Thoracoscopic Heller Myotomy
The preoperative preparation is essentially identical to that described above for the laparoscopic procedure. During this procedure, the anesthetized patient is secured in the Trendelenburg position with the left side up. Four ports are needed (Fig. 26-5). One 5-mm port for the thoracoscope is placed in the superior portion of the midclavicular line; two 4- or 5-mm ports for the dissector and grasper are placed 1 to 2 interspaces below the thoracoscope anteriorly and posteriorly to the midclavicular line; and one 5-mm port for the cautery and scissors used to divide the esophageal muscle and free it from the underlying mucosa is placed close to the diaphragm. A tapered Maloney dilator is passed into the distal esophagus for ease of identification and mobilization from the mediastinum. Some surgeons have found that a flexible endoscope placed transorally into the distal esophagus permits easy identification with transillumination of the esophagus.
The location of the 4 trocar sites on the left lateral chest wall for a thoracoscopic EM. The camera is usually held at the most cephalad site for optimal viewing of the procedure, which is performed near the diaphragm.
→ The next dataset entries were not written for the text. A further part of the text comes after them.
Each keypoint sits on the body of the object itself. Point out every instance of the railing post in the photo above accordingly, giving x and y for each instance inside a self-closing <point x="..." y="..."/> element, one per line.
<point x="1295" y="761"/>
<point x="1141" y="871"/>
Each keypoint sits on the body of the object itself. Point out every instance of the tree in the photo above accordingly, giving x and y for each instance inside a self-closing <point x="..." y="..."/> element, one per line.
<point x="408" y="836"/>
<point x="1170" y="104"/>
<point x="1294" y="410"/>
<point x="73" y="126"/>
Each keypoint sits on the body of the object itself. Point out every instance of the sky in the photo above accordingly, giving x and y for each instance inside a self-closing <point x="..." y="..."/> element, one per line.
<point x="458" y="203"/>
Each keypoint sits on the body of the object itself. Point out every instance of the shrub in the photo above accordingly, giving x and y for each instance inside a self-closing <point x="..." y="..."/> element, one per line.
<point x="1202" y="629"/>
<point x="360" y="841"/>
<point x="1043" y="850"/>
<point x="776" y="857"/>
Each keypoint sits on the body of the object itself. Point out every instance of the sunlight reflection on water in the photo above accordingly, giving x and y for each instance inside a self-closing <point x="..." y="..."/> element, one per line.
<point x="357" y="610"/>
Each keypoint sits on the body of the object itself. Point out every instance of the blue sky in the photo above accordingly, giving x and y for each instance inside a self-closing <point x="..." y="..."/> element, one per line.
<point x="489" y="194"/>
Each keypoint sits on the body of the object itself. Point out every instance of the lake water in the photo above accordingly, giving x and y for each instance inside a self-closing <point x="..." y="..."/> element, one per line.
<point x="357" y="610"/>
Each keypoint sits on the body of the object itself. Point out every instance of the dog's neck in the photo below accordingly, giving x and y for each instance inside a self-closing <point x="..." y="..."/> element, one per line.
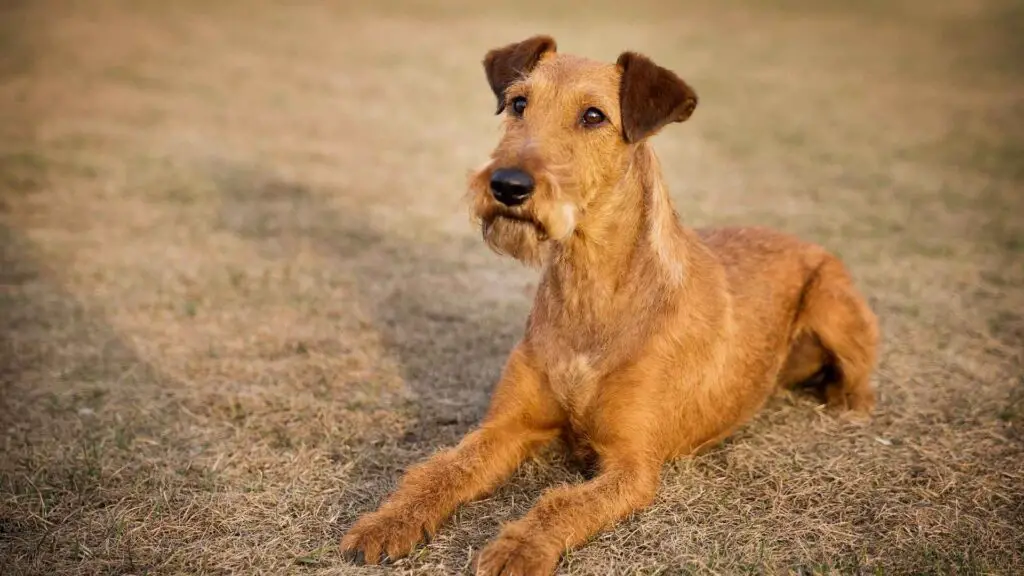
<point x="630" y="236"/>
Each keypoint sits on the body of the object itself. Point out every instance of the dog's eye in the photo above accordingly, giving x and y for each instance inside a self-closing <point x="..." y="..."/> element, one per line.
<point x="518" y="105"/>
<point x="593" y="117"/>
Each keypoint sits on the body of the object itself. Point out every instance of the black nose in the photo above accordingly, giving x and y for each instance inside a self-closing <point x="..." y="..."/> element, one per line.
<point x="511" y="187"/>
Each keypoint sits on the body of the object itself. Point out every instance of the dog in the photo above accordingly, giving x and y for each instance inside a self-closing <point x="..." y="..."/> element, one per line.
<point x="647" y="340"/>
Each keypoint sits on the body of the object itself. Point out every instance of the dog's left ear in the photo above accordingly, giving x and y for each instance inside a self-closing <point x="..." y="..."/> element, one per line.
<point x="650" y="96"/>
<point x="508" y="64"/>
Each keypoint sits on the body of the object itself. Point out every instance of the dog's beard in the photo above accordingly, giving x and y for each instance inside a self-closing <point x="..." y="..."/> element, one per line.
<point x="522" y="232"/>
<point x="519" y="238"/>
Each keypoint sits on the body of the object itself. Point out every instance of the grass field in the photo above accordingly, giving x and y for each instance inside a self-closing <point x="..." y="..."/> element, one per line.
<point x="239" y="292"/>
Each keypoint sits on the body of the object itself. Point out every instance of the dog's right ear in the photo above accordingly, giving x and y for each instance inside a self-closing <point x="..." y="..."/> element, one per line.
<point x="508" y="64"/>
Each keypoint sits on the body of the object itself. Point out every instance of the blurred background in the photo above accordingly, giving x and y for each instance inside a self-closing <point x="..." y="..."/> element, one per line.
<point x="239" y="291"/>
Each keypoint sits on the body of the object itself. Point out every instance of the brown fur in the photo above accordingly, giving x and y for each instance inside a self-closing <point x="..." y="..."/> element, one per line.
<point x="647" y="340"/>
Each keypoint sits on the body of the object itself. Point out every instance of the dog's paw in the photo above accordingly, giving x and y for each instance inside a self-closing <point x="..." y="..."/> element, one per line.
<point x="516" y="557"/>
<point x="391" y="534"/>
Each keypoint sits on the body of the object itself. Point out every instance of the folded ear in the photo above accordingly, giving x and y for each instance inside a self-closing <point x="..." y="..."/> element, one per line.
<point x="650" y="96"/>
<point x="508" y="64"/>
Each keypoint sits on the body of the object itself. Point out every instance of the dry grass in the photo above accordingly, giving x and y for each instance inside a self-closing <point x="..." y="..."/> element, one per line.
<point x="238" y="293"/>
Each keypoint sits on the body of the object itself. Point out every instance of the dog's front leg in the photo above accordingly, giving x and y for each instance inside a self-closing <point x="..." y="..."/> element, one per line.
<point x="565" y="518"/>
<point x="520" y="420"/>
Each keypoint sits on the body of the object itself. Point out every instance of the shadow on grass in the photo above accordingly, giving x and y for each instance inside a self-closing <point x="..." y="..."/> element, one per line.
<point x="75" y="398"/>
<point x="450" y="345"/>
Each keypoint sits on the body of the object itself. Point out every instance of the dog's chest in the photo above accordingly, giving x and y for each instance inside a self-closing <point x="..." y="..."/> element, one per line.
<point x="573" y="380"/>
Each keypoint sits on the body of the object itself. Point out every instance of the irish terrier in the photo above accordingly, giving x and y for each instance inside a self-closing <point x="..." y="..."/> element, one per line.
<point x="647" y="340"/>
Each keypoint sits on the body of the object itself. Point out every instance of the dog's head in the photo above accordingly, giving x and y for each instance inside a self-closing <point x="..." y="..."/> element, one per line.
<point x="570" y="128"/>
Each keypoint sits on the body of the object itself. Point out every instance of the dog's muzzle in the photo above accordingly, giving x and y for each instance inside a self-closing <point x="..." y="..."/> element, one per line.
<point x="511" y="187"/>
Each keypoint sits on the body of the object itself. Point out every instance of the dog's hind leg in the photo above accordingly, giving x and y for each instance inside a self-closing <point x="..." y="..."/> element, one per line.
<point x="837" y="346"/>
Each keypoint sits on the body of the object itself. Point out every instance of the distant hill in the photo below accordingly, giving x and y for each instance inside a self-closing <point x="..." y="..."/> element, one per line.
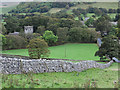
<point x="51" y="7"/>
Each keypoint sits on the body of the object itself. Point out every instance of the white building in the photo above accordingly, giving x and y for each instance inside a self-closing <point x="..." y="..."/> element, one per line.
<point x="28" y="29"/>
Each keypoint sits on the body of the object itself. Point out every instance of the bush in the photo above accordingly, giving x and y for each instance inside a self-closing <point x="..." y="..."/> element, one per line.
<point x="37" y="48"/>
<point x="14" y="42"/>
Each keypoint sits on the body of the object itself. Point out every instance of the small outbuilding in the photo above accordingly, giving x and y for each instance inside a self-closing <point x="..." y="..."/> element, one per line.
<point x="28" y="29"/>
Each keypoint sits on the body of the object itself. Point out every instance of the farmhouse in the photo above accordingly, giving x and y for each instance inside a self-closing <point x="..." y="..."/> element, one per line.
<point x="28" y="29"/>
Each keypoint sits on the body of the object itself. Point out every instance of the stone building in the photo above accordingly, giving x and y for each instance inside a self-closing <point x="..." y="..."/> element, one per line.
<point x="28" y="29"/>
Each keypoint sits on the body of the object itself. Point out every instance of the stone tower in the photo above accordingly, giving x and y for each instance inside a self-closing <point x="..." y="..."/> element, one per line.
<point x="28" y="29"/>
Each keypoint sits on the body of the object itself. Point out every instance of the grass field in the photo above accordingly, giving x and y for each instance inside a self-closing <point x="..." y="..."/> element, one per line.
<point x="101" y="78"/>
<point x="66" y="51"/>
<point x="107" y="5"/>
<point x="6" y="9"/>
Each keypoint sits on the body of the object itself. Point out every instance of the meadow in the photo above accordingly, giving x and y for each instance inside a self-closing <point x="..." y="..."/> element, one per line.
<point x="92" y="78"/>
<point x="74" y="51"/>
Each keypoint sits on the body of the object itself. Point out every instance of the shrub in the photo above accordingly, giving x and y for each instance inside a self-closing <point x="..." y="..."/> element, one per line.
<point x="14" y="42"/>
<point x="38" y="48"/>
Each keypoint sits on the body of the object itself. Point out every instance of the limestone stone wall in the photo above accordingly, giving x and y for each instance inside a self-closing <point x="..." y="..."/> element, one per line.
<point x="17" y="65"/>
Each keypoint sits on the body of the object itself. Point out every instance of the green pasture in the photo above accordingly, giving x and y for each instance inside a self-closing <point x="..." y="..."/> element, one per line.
<point x="67" y="51"/>
<point x="4" y="10"/>
<point x="107" y="5"/>
<point x="89" y="78"/>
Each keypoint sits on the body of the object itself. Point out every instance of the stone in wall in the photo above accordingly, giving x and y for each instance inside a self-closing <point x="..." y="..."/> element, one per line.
<point x="18" y="66"/>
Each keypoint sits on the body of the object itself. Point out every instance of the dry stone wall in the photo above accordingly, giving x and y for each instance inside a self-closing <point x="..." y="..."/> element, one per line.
<point x="18" y="66"/>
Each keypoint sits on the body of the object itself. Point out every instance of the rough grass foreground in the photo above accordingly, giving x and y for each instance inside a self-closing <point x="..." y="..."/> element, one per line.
<point x="92" y="78"/>
<point x="67" y="51"/>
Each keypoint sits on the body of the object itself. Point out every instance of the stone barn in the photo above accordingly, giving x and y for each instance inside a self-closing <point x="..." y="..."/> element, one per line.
<point x="28" y="29"/>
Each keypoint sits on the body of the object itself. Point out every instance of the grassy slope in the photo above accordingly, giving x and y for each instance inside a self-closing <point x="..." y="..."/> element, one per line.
<point x="107" y="5"/>
<point x="73" y="51"/>
<point x="6" y="9"/>
<point x="104" y="79"/>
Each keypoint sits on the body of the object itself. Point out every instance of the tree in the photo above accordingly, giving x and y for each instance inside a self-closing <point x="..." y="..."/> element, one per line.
<point x="109" y="47"/>
<point x="38" y="48"/>
<point x="3" y="29"/>
<point x="41" y="30"/>
<point x="49" y="37"/>
<point x="2" y="40"/>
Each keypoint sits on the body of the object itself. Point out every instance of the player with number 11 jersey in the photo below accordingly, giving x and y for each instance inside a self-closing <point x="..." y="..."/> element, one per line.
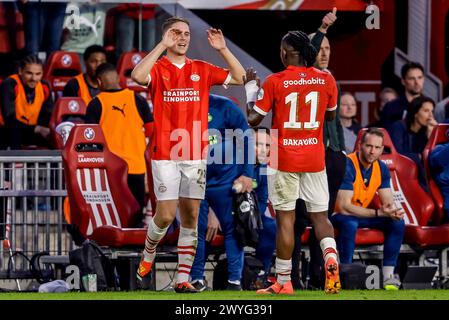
<point x="299" y="97"/>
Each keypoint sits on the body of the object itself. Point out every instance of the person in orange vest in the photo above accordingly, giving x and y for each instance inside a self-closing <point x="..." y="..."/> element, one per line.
<point x="26" y="104"/>
<point x="365" y="175"/>
<point x="85" y="85"/>
<point x="126" y="120"/>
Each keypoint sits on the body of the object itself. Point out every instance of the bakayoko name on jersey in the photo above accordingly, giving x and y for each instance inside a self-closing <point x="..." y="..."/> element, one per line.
<point x="303" y="81"/>
<point x="181" y="95"/>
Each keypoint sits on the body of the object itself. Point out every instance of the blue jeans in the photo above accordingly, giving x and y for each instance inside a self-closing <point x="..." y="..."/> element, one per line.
<point x="43" y="19"/>
<point x="267" y="242"/>
<point x="347" y="225"/>
<point x="220" y="200"/>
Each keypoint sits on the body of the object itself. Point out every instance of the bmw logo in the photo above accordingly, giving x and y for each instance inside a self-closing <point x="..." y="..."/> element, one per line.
<point x="89" y="133"/>
<point x="136" y="59"/>
<point x="66" y="60"/>
<point x="73" y="106"/>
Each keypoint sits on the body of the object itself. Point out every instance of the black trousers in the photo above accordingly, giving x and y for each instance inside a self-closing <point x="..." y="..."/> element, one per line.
<point x="335" y="169"/>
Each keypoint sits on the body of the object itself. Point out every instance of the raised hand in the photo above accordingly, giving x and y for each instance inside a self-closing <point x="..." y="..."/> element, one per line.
<point x="170" y="37"/>
<point x="216" y="39"/>
<point x="250" y="75"/>
<point x="328" y="19"/>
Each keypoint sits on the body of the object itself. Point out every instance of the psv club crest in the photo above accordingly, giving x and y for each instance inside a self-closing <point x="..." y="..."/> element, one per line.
<point x="195" y="78"/>
<point x="74" y="106"/>
<point x="66" y="60"/>
<point x="136" y="59"/>
<point x="89" y="134"/>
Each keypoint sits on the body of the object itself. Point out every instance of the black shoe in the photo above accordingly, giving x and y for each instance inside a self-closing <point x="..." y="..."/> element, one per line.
<point x="234" y="287"/>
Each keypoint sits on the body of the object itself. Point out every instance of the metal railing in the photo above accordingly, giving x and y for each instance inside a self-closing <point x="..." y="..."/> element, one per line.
<point x="32" y="193"/>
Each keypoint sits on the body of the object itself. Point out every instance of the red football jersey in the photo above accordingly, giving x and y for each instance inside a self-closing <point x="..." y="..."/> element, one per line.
<point x="299" y="97"/>
<point x="180" y="98"/>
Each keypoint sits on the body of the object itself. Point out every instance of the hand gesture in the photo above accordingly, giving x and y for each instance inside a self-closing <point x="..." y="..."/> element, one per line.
<point x="328" y="20"/>
<point x="170" y="37"/>
<point x="247" y="183"/>
<point x="431" y="123"/>
<point x="216" y="39"/>
<point x="213" y="225"/>
<point x="250" y="75"/>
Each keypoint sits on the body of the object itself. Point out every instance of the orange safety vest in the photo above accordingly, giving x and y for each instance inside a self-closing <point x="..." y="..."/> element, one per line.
<point x="364" y="194"/>
<point x="26" y="112"/>
<point x="83" y="91"/>
<point x="122" y="126"/>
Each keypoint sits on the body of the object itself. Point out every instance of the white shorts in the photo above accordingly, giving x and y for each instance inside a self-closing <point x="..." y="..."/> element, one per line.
<point x="179" y="178"/>
<point x="284" y="188"/>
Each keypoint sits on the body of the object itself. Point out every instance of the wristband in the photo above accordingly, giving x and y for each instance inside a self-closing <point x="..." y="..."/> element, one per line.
<point x="251" y="89"/>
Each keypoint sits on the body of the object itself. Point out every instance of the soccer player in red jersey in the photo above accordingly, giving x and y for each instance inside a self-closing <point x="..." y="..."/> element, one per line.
<point x="179" y="89"/>
<point x="301" y="98"/>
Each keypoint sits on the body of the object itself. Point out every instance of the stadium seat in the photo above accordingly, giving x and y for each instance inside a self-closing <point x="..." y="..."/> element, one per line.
<point x="439" y="135"/>
<point x="101" y="204"/>
<point x="125" y="66"/>
<point x="61" y="66"/>
<point x="408" y="194"/>
<point x="64" y="108"/>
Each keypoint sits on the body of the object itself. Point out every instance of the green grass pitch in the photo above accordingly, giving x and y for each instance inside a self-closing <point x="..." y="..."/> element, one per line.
<point x="228" y="295"/>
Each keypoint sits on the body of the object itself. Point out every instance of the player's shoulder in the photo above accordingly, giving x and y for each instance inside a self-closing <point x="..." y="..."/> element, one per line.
<point x="275" y="77"/>
<point x="326" y="74"/>
<point x="221" y="101"/>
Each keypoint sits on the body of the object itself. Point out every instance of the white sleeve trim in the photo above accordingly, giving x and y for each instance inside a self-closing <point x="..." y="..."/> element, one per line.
<point x="259" y="111"/>
<point x="228" y="79"/>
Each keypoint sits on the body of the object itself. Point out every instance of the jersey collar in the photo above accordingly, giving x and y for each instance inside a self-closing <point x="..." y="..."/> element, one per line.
<point x="164" y="60"/>
<point x="293" y="68"/>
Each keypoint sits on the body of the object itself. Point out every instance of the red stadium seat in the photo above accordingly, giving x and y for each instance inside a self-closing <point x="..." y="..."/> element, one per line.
<point x="409" y="195"/>
<point x="60" y="68"/>
<point x="125" y="66"/>
<point x="439" y="135"/>
<point x="101" y="204"/>
<point x="65" y="107"/>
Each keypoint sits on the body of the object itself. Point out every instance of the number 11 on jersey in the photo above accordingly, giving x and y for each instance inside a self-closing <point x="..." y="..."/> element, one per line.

The pleura is incised overlying the esophagus, and dissection is carried both superiorly and inferiorly to free it from the posterior mediastinum. The esophagus must be mobilized superiorly to the level of the inferior pulmonary vein and inferiorly to the hiatus of the diaphragm; this mobilization step is best accomplished using blunt dissection. Umbilical tape is then wrapped around the esophagus for retraction. The esophagus is vertically incised using the laparoscopic shears, and the esophageal muscle is dissected from the underlying mucosa on the distal third of the esophagus inferiorly to the cardioesophageal junction (Fig. 26-6A). Graspers are used to hold the cut muscle edges, and the mucosa is pushed away from the muscle using a Kittner dissector (Fig. 26-6B). The muscle should be stripped away from the mucosa approximately one third of the circumference of the esophagus, with half of this circumference on either side of the incision. Esophagoscopy is also helpful at this stage to gauge the distal extent of the obstruction and when the EM has been anatomically successful.
A. After the parietal pleura has been opened, the myotomy is begun in the distal third of the esophagus with an endoscopic J hook connected to electrocautery. A large dilator or esophagoscope is prepositioned in the distal esophagus to facilitate the myotomy. B. The muscle is elevated on either side of the myotomy with graspers to anchor the edge of the muscle, while the endoscopic scissors are used to dissect the muscle from the underlying mucosa.
The most significant risk at the time of myotomy is perforation through the mucosa. Repairing the small hole with fine absorbable sutures and buttressing the repair site with a vascularized tissue pedicle of pleura is usually all that is required. A thoracostomy tube is placed and positioned near the myotomy at closing, and usually removed on postoperative day 1 or 2 once a diet is resumed. The postoperative management is the same as that for the laparoscopic technique.
The minimally invasive procedures offer the advantages of smaller incisions, less postoperative pain, and a shorter hospital stay than the open approaches. The decision regarding appropriateness of which approach to choose should, of course, be based on the individual patient and the surgeon's skill set.